Il apparaît en outre que leur demande tend à la condamnation du mandataire liquidateur au paiement de sommes d’argent au titre des créances qu’ils estiment avoir à l’encontre de la société en liquidation judiciaire, à raison de travaux antérieurs à la procédure collective.
Par conséquent, leur action est susceptible de tomber sous le coup de l’interdiction prévue à l’article L.622-21 du code de commerce susvisé.
Ils ne justifient pourtant pas du respect de la procédure d’ordre public relative à la liquidation judiciaire de la société Ovalie Construction, et donc de la décision du juge commissaire leur permettant de saisir une juridiction au fond.
Cette absence de justificatif doit être relevée par le tribunal, l’irrecevabilité des demandes qui en résulte étant d’ordre public et devant être relevée d’office.
Il résulte de ce qui précède qu’il y a lieu d’ordonner le rabat de l’ordonnance de clôture du 4 novembre 2024, et de renvoyer l’affaire à la mise en état afin de :
— permettre aux époux [L] de justifier, auprès du juge de la mise en état, de la recevabilité de leurs demandes devant le juge du fond au regard de la procédure collective ouverte avant l’assignation ;
— le cas échéant, les inviter à demander au juge de la mise en état, seul compétent en la matière, de bien vouloir surseoir à statuer dans l’attente du dépôt du rapport d’expertise judiciaire, sans lequel aucune des demandes formulées en l’état ne saurait aboutir.

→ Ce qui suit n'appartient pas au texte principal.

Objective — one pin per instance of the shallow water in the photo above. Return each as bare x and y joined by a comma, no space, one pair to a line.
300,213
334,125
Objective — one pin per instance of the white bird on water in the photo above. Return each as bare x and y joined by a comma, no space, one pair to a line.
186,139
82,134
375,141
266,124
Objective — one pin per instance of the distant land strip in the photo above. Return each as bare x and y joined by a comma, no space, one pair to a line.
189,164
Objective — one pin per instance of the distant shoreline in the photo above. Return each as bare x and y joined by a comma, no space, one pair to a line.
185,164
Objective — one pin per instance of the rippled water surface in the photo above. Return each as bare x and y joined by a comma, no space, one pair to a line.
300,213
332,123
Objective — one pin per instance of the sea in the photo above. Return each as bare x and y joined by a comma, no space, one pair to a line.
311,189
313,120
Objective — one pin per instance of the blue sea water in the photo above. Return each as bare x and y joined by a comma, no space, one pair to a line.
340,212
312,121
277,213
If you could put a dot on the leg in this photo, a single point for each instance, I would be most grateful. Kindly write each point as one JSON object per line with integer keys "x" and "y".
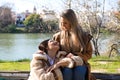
{"x": 79, "y": 73}
{"x": 67, "y": 73}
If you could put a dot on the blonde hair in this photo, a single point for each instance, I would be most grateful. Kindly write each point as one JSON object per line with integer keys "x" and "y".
{"x": 75, "y": 30}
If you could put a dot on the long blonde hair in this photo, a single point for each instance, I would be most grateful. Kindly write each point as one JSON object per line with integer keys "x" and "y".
{"x": 75, "y": 30}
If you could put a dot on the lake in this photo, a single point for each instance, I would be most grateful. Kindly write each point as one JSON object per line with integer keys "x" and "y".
{"x": 20, "y": 46}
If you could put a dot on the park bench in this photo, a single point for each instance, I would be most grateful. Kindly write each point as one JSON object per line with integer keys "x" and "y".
{"x": 23, "y": 75}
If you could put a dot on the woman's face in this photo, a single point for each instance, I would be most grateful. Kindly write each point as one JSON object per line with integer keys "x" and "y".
{"x": 53, "y": 45}
{"x": 65, "y": 25}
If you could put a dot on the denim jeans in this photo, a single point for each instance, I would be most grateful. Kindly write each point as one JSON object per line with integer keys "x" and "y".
{"x": 76, "y": 73}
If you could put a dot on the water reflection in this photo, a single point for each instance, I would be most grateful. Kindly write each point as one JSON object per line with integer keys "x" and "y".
{"x": 19, "y": 46}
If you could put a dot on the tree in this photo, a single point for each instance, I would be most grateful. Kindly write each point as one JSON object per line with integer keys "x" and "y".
{"x": 87, "y": 12}
{"x": 34, "y": 23}
{"x": 5, "y": 18}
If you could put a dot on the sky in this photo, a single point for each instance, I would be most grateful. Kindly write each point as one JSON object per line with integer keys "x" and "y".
{"x": 57, "y": 5}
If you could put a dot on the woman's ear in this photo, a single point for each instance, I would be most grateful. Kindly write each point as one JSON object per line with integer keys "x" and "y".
{"x": 41, "y": 48}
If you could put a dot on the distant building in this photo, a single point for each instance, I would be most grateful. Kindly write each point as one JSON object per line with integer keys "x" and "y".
{"x": 48, "y": 15}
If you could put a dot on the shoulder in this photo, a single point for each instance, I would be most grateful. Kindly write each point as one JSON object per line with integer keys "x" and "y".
{"x": 56, "y": 34}
{"x": 39, "y": 56}
{"x": 87, "y": 37}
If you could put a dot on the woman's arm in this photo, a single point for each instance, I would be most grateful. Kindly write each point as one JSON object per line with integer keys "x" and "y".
{"x": 86, "y": 56}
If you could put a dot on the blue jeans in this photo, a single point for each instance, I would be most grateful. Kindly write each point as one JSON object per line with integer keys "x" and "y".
{"x": 76, "y": 73}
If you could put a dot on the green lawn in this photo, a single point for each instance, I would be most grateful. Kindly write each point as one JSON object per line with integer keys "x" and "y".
{"x": 98, "y": 64}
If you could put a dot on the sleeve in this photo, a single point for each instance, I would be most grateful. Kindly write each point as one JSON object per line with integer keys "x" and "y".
{"x": 86, "y": 56}
{"x": 38, "y": 71}
{"x": 56, "y": 37}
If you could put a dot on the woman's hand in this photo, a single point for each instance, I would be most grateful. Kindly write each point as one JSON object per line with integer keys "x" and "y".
{"x": 40, "y": 52}
{"x": 53, "y": 67}
{"x": 69, "y": 55}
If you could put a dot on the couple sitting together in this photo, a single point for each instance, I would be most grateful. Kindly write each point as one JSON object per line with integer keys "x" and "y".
{"x": 66, "y": 56}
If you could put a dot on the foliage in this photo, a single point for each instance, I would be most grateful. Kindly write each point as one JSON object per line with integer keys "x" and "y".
{"x": 33, "y": 23}
{"x": 5, "y": 18}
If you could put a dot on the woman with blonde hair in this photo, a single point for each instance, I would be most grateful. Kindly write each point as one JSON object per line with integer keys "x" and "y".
{"x": 75, "y": 42}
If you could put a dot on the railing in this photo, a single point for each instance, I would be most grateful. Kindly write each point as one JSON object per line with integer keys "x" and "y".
{"x": 23, "y": 75}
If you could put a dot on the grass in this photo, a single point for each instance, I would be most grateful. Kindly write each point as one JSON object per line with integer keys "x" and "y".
{"x": 105, "y": 64}
{"x": 98, "y": 64}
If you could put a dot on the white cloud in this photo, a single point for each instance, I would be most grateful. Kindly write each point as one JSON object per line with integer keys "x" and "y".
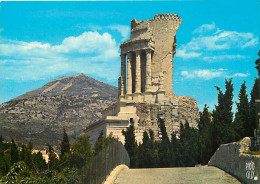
{"x": 222, "y": 57}
{"x": 238, "y": 75}
{"x": 207, "y": 74}
{"x": 183, "y": 54}
{"x": 205, "y": 28}
{"x": 122, "y": 29}
{"x": 208, "y": 39}
{"x": 203, "y": 74}
{"x": 76, "y": 54}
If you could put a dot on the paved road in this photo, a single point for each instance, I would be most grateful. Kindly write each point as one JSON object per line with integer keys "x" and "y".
{"x": 184, "y": 175}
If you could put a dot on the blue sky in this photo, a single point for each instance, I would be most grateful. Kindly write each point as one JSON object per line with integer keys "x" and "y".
{"x": 41, "y": 41}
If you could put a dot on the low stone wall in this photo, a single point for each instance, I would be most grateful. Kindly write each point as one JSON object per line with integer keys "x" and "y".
{"x": 231, "y": 158}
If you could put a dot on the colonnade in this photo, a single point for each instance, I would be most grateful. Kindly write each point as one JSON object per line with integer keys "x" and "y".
{"x": 138, "y": 78}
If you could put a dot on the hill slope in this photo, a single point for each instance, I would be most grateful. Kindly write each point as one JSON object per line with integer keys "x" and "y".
{"x": 71, "y": 102}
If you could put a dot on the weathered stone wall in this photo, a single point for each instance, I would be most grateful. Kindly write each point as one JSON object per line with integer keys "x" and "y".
{"x": 178, "y": 110}
{"x": 232, "y": 159}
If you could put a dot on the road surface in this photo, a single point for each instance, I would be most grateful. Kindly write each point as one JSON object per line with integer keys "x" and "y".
{"x": 183, "y": 175}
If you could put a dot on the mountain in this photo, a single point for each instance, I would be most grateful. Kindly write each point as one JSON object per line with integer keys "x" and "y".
{"x": 39, "y": 116}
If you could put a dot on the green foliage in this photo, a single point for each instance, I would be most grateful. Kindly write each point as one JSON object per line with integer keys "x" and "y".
{"x": 253, "y": 117}
{"x": 147, "y": 154}
{"x": 19, "y": 173}
{"x": 242, "y": 115}
{"x": 82, "y": 148}
{"x": 164, "y": 146}
{"x": 38, "y": 162}
{"x": 189, "y": 145}
{"x": 223, "y": 127}
{"x": 53, "y": 163}
{"x": 4, "y": 166}
{"x": 65, "y": 144}
{"x": 103, "y": 142}
{"x": 26, "y": 154}
{"x": 205, "y": 136}
{"x": 131, "y": 145}
{"x": 14, "y": 152}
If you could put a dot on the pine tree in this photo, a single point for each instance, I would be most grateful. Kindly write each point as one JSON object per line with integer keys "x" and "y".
{"x": 131, "y": 145}
{"x": 65, "y": 144}
{"x": 223, "y": 127}
{"x": 242, "y": 114}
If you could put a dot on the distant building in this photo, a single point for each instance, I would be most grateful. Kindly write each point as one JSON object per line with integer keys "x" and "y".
{"x": 146, "y": 83}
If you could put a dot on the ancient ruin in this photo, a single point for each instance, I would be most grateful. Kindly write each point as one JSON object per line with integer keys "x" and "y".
{"x": 146, "y": 83}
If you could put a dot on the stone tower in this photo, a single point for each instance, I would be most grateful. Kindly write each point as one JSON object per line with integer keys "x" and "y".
{"x": 149, "y": 53}
{"x": 146, "y": 83}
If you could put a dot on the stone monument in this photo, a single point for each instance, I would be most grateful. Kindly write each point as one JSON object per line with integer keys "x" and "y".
{"x": 146, "y": 83}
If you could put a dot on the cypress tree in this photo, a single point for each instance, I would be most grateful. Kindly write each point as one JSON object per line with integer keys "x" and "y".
{"x": 164, "y": 146}
{"x": 53, "y": 162}
{"x": 38, "y": 162}
{"x": 65, "y": 144}
{"x": 223, "y": 127}
{"x": 205, "y": 139}
{"x": 14, "y": 152}
{"x": 242, "y": 114}
{"x": 82, "y": 148}
{"x": 131, "y": 145}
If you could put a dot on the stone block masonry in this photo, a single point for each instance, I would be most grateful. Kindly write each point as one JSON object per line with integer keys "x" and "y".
{"x": 232, "y": 159}
{"x": 146, "y": 83}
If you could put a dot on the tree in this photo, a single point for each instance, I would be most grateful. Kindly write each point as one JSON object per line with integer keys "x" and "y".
{"x": 131, "y": 145}
{"x": 205, "y": 139}
{"x": 53, "y": 162}
{"x": 176, "y": 159}
{"x": 38, "y": 162}
{"x": 102, "y": 142}
{"x": 242, "y": 114}
{"x": 26, "y": 155}
{"x": 14, "y": 152}
{"x": 255, "y": 94}
{"x": 4, "y": 167}
{"x": 82, "y": 148}
{"x": 189, "y": 145}
{"x": 65, "y": 144}
{"x": 145, "y": 152}
{"x": 164, "y": 148}
{"x": 223, "y": 127}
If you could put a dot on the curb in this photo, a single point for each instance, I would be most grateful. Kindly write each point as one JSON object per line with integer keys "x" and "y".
{"x": 113, "y": 175}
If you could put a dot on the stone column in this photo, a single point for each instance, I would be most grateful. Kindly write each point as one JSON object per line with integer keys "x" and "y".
{"x": 123, "y": 74}
{"x": 129, "y": 73}
{"x": 148, "y": 75}
{"x": 138, "y": 73}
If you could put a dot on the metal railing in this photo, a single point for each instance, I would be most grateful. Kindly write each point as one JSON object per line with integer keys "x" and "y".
{"x": 99, "y": 168}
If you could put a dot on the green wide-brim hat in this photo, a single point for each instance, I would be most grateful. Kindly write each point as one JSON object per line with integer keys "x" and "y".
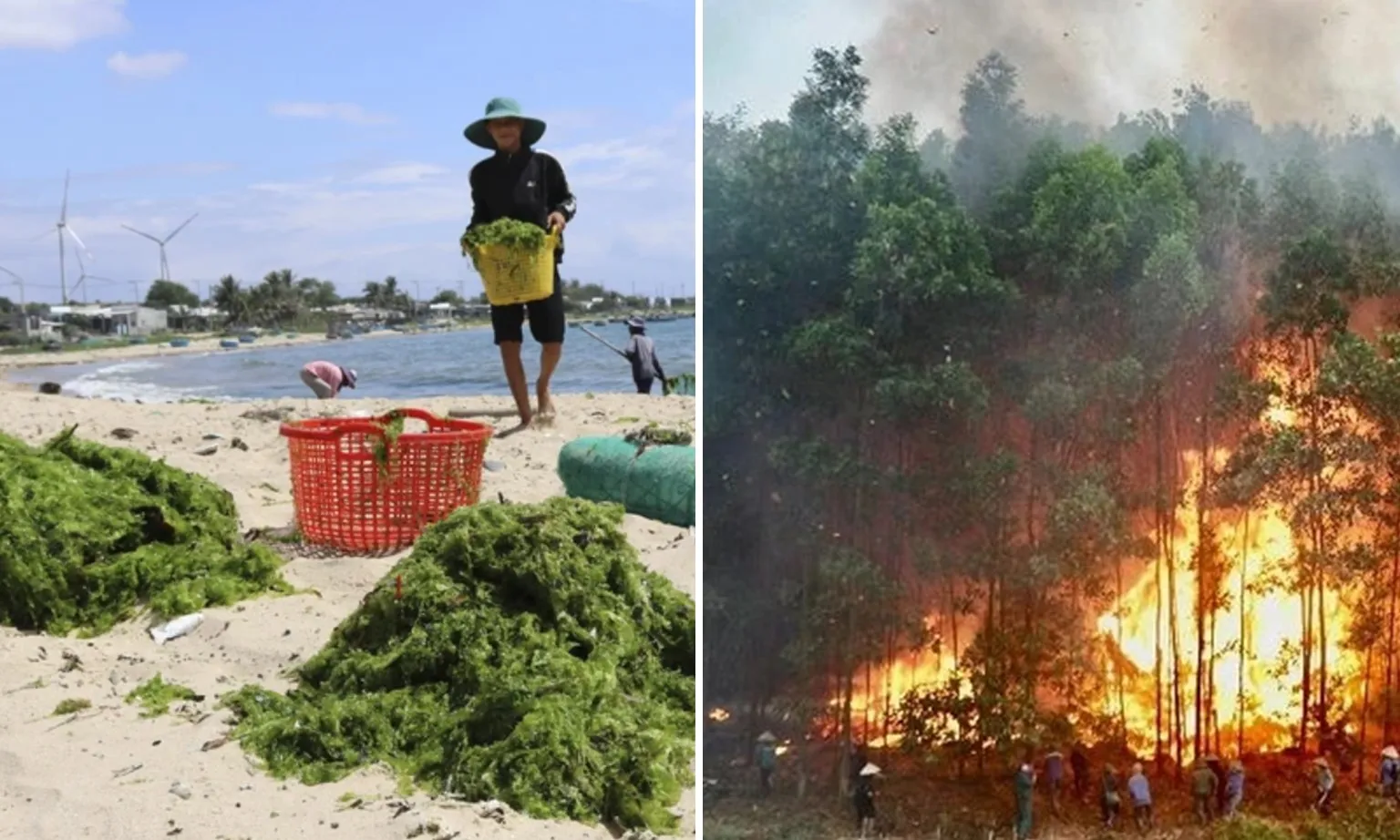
{"x": 504, "y": 108}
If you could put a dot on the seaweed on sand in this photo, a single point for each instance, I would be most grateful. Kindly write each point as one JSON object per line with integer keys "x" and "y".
{"x": 520, "y": 652}
{"x": 91, "y": 534}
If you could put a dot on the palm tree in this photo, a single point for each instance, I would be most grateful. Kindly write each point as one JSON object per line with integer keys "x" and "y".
{"x": 232, "y": 299}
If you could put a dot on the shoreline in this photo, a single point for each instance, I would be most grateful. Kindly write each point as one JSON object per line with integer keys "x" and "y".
{"x": 135, "y": 352}
{"x": 128, "y": 764}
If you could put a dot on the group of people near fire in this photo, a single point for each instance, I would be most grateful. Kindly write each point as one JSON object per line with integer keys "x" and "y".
{"x": 1217, "y": 787}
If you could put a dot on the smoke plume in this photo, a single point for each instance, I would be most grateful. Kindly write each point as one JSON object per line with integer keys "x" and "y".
{"x": 1292, "y": 60}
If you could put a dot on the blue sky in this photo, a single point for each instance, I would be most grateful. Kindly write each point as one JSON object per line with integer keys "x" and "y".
{"x": 757, "y": 52}
{"x": 326, "y": 136}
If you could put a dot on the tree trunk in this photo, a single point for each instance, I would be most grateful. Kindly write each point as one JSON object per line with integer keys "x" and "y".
{"x": 1157, "y": 565}
{"x": 1178, "y": 714}
{"x": 1391, "y": 631}
{"x": 1306, "y": 649}
{"x": 1365, "y": 712}
{"x": 1243, "y": 637}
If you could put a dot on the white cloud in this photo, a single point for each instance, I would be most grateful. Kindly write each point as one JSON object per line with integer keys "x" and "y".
{"x": 401, "y": 174}
{"x": 59, "y": 24}
{"x": 339, "y": 111}
{"x": 634, "y": 229}
{"x": 149, "y": 66}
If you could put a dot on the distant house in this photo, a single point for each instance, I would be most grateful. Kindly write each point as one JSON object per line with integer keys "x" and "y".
{"x": 36, "y": 326}
{"x": 193, "y": 318}
{"x": 120, "y": 320}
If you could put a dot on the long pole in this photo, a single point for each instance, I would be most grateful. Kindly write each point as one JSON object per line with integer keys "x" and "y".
{"x": 602, "y": 341}
{"x": 24, "y": 313}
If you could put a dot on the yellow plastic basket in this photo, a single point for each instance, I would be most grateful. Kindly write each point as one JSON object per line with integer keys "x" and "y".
{"x": 514, "y": 274}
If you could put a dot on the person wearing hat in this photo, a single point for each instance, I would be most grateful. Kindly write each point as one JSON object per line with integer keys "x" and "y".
{"x": 1025, "y": 800}
{"x": 1233, "y": 788}
{"x": 864, "y": 800}
{"x": 1141, "y": 795}
{"x": 1389, "y": 772}
{"x": 1204, "y": 788}
{"x": 1109, "y": 798}
{"x": 1326, "y": 784}
{"x": 766, "y": 758}
{"x": 326, "y": 378}
{"x": 527, "y": 185}
{"x": 642, "y": 353}
{"x": 1219, "y": 769}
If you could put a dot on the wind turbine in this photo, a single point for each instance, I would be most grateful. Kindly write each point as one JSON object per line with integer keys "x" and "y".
{"x": 24, "y": 312}
{"x": 166, "y": 265}
{"x": 63, "y": 229}
{"x": 83, "y": 276}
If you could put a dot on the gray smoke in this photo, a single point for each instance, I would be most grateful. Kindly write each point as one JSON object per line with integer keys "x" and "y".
{"x": 1292, "y": 60}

Dans l’attente, il convient de réserver l’ensemble des demandes des parties.
PAR CES MOTIFS
Le Tribunal, statuant par décision réputée contradictoire rendue en premier ressort et mise à disposition au greffe,
Ordonne le rabat de l’ordonnance de clôture du 4 novembre 2024 ;
Ordonne la réouverture des débats ;
Ordonne le renvoi de l’affaire à l’audience de mise en état électronique du 1er avril 2025 à 8 h 30 pour :
— production, par Maître Balg, de la décision du juge commissaire,
— le cas échéant, saisine du juge de la mise en état d’une demande de sursis à statuer dans l’attente du dépôt du rapport d’expertise judiciaire ;
Réserve l’ensemble des demandes des parties et les dépens.
Ainsi jugé et mis à disposition au greffe du tribunal le 7 mars 2025, et signé par la présidente et la greffière.